You can still find an eyeful of crass jokes that target blacks, Hispanics, Muslims, or any other group with a Google search. But is such humor commonplace? Not for decades. As a country, we’ve progressed to where these jokes are generally considered what they are — revolting and injurious.
Some would say we’ve become politically correct. I call it growing up. We’re evolving.
Still, the polls show vast numbers of Trumpists who apparently believe they are “in on the joke” about Muslims and Mexican rapists and shipping out immigrants who arrived illegally.
However, others have the opposite view. They have gone so far as to compare Trump to Hitler in regard to his stance on Muslims. The Philadelphia Daily News even put out a front cover that spoofed Trump with the signature Hitler pose, his right arm extended in a “Heil” salute.
While Trump seems to have no issue with roughing up reporters (see the bruises on Breitbart reporter Michelle Fields’ arm, allegedly courtesy of campaign manager Corey Lewandowski), or having “undesirables” regularly removed from his rallies, I wouldn’t characterize him as a Hitler in the making.

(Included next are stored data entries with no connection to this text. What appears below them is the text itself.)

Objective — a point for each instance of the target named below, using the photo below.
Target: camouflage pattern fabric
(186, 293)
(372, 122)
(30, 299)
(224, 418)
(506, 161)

But might President Trump try to follow the lead of FDR, who put Japanese-Americans in internment camps during World War II, when it comes to Muslims? Right now I don’t think so, but if ISIS ever strikes the United States as it did Paris and Brussels, I might hedge my bets.
In the mid-1920s, Hitler wrote an accusation in Mein Kampf that Jews murdered 30 million people in Russia during the Communist revolution; he said defending himself against the Jewish “parasite” was “the work of the Lord.” I imagine even a lot of ordinary Germans figured they were in on the “joke,” too, and would never act on such ideas. The Holocaust, in reality, teaches us that we’re best served taking a person’s words at face value. So when Trump says we need to ban Muslims or we have a Mexican rapist problem, who am I to argue what he actually means?
The United States has a long way to go, but if you look back at the so-called truths that once seemed funny but no longer do, you see the country has grown up quite a bit. Trump will turn 70 in June. I don’t think he’s in a phase he’s going to outgrow.
I may have considered Trump’s candidacy to be a joke at the beginning, and an entertaining one at that, but I’m not laughing now.